Closed wangjiawen2013 closed 11 months ago

wangjiawen2013 commented 1 year ago

Hi, In palantir paper, "the Markov chain is also used to infer terminal states from the data. Palantir identifies terminal states as boundary cells (extrema of diffusion components) that are outliers in the stationary distribution, that is, the states into which the random walks converge (Fig. 1c)". But sometimes we found that cells with lower/early pseudotime can be identified as terminal cells, which is hard to understand.

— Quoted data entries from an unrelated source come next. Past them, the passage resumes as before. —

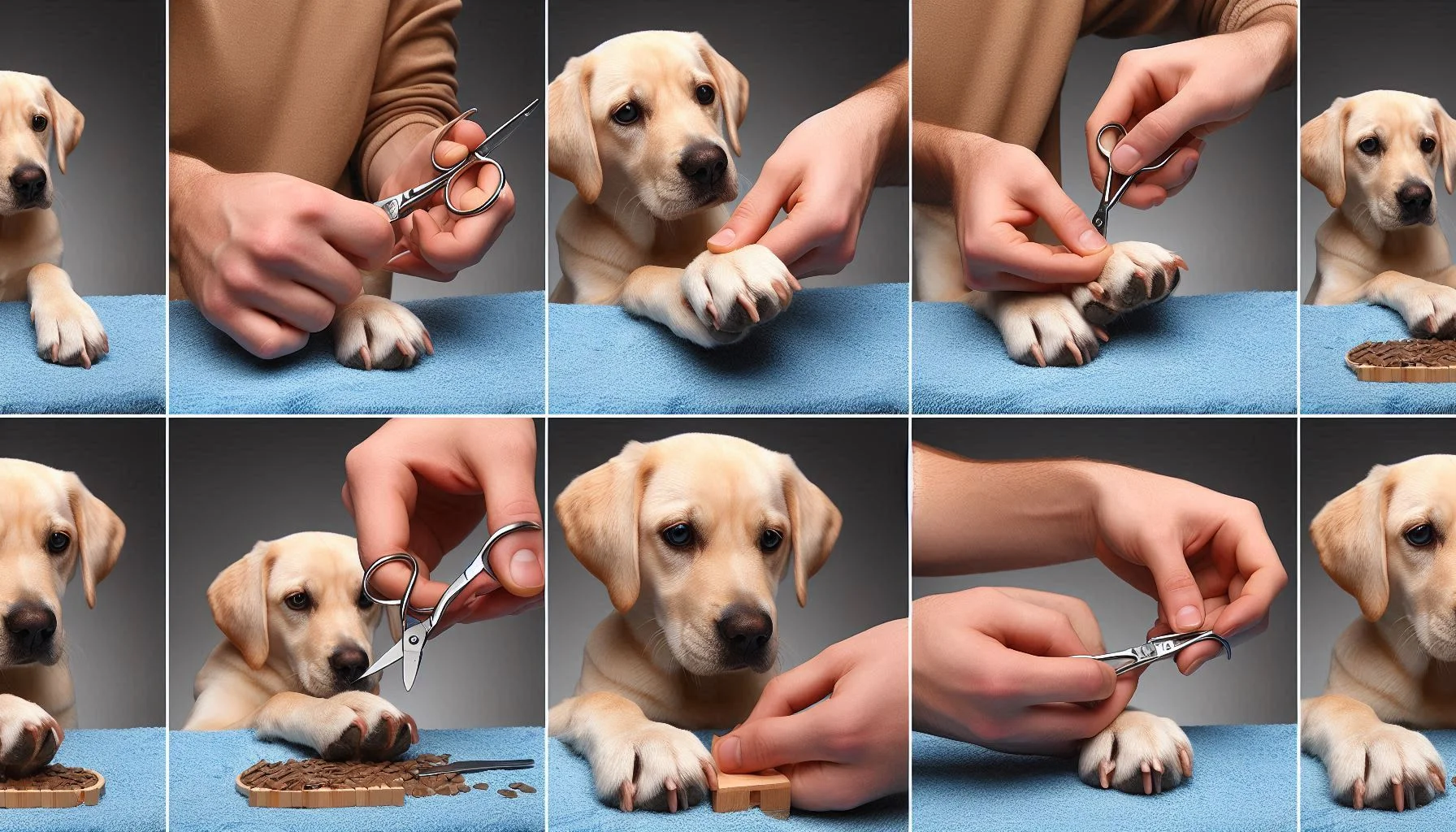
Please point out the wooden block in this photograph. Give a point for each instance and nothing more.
(768, 790)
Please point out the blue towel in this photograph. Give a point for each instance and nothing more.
(132, 379)
(132, 764)
(1242, 782)
(834, 350)
(206, 767)
(1198, 354)
(1320, 812)
(488, 360)
(574, 808)
(1327, 385)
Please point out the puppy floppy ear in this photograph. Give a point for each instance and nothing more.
(99, 534)
(66, 119)
(1349, 532)
(733, 89)
(239, 600)
(816, 525)
(599, 514)
(1323, 154)
(571, 139)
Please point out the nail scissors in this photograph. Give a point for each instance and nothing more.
(1112, 197)
(1158, 648)
(419, 196)
(413, 639)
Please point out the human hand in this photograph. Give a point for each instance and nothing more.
(992, 666)
(847, 748)
(436, 244)
(1171, 97)
(422, 486)
(270, 258)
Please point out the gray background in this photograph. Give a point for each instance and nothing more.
(1336, 457)
(1251, 458)
(860, 462)
(1235, 219)
(800, 57)
(1356, 46)
(108, 60)
(117, 650)
(240, 481)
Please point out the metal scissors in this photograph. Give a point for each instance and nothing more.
(413, 640)
(1112, 197)
(1158, 648)
(419, 196)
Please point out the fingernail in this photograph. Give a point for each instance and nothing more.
(526, 570)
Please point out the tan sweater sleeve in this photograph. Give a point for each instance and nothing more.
(414, 82)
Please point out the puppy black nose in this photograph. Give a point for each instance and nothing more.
(704, 163)
(28, 183)
(31, 628)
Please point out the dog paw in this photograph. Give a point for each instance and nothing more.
(654, 767)
(378, 334)
(28, 736)
(1385, 768)
(1138, 754)
(1134, 275)
(67, 330)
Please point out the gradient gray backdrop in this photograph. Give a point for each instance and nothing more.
(1336, 457)
(1356, 46)
(800, 57)
(1251, 458)
(119, 650)
(108, 58)
(240, 481)
(860, 462)
(1235, 219)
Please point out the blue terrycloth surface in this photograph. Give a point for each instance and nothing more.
(488, 360)
(132, 764)
(840, 350)
(574, 808)
(1327, 385)
(206, 767)
(1242, 782)
(1320, 812)
(1198, 354)
(132, 379)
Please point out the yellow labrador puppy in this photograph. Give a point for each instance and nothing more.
(1389, 543)
(299, 631)
(1376, 158)
(53, 528)
(31, 114)
(635, 127)
(691, 536)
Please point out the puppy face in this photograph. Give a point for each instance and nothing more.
(1395, 535)
(31, 114)
(50, 528)
(1378, 156)
(639, 117)
(700, 528)
(297, 602)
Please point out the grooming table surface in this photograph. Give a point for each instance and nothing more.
(1242, 782)
(836, 350)
(574, 808)
(1197, 354)
(488, 360)
(206, 767)
(134, 764)
(132, 379)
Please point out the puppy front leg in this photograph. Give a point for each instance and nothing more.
(635, 762)
(66, 327)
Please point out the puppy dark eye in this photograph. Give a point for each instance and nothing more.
(626, 114)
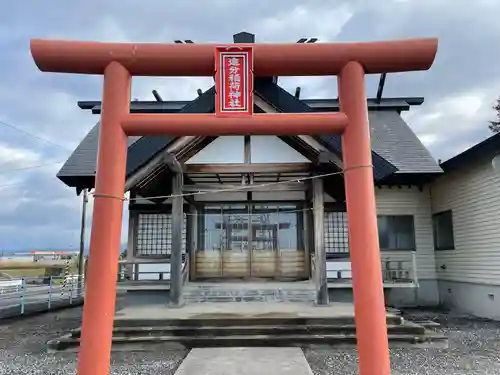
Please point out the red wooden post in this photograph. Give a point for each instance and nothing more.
(100, 296)
(371, 325)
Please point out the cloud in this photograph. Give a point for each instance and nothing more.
(39, 211)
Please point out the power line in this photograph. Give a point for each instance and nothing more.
(31, 167)
(32, 135)
(242, 187)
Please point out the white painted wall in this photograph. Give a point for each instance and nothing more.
(410, 201)
(473, 195)
(263, 149)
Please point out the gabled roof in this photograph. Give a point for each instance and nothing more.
(490, 145)
(79, 169)
(396, 149)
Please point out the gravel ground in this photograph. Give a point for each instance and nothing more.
(474, 349)
(23, 349)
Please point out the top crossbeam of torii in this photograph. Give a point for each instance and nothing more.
(308, 59)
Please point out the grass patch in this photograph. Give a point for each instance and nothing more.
(32, 272)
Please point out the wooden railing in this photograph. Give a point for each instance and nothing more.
(399, 268)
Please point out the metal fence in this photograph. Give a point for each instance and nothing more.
(20, 296)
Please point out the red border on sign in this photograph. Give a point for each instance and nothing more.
(221, 77)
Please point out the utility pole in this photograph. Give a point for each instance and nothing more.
(82, 242)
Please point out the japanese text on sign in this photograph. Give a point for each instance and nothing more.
(234, 81)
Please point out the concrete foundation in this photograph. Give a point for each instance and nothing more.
(425, 295)
(475, 299)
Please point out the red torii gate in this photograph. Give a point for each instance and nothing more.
(118, 62)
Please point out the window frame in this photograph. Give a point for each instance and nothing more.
(413, 237)
(435, 217)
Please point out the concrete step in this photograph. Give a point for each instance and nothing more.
(219, 331)
(230, 320)
(142, 343)
(257, 331)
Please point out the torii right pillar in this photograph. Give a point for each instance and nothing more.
(370, 315)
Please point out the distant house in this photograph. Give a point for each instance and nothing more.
(466, 221)
(438, 224)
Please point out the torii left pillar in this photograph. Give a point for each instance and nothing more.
(106, 225)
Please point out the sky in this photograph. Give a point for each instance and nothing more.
(40, 123)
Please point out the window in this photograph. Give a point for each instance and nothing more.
(443, 231)
(396, 232)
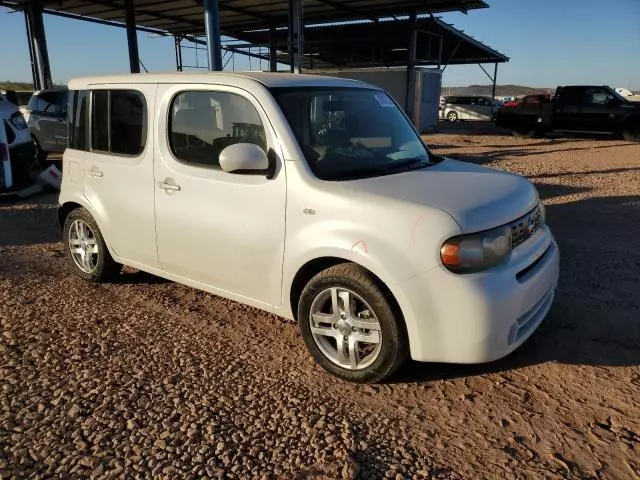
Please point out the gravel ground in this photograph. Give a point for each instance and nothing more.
(145, 378)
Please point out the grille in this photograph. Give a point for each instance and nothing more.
(525, 227)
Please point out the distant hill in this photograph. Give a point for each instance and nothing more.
(16, 86)
(501, 90)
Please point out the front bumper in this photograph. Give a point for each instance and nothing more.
(478, 318)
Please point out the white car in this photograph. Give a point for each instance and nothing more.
(20, 145)
(313, 198)
(468, 108)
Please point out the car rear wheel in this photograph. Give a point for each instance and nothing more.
(86, 248)
(349, 325)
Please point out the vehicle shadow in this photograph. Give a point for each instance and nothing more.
(486, 157)
(594, 319)
(28, 222)
(138, 277)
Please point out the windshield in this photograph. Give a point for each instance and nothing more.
(350, 133)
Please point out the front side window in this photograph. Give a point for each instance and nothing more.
(118, 122)
(350, 133)
(601, 96)
(203, 123)
(52, 103)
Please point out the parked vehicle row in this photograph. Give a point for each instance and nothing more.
(468, 108)
(582, 109)
(46, 115)
(19, 142)
(311, 197)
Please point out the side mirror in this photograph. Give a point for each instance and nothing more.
(246, 158)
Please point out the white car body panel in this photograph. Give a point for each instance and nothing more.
(245, 237)
(231, 227)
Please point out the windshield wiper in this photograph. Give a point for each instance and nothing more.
(409, 164)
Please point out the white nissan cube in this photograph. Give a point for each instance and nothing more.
(313, 198)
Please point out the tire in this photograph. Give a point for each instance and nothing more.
(81, 233)
(631, 131)
(370, 318)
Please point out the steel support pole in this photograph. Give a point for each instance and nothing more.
(411, 65)
(493, 91)
(273, 50)
(495, 77)
(132, 36)
(34, 72)
(178, 43)
(39, 44)
(296, 41)
(212, 30)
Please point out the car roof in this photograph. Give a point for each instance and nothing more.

In VIA, The MCMC-refined graph-edges of the lazy-teleporting random walk enable accurate predictions of terminal cell fates through a consensus vote of various vertex connectivity properties derived from the directed graph (Step 3: Consensus vote on terminal states based on vertex connectivity properties of the directed graph). Could you explain how VIA identify terminal states more detailed ? and is it possible for VIA identifying terminal cells with lower/early pseudotime ?

ShobiStassen commented 1 year ago

hi again,

VIA looks at the in/out degree of nodes in the directed graph and also metrics like betweeness and centrality. Terminal states are those with few out-edges, and low betweeness and centrality. The user can also tune the parameter "pseudotime_threshold_TS=40 (40th percentile)" which removes terminal state candidates that have pseudotimes that are below the percentile of pseudotime.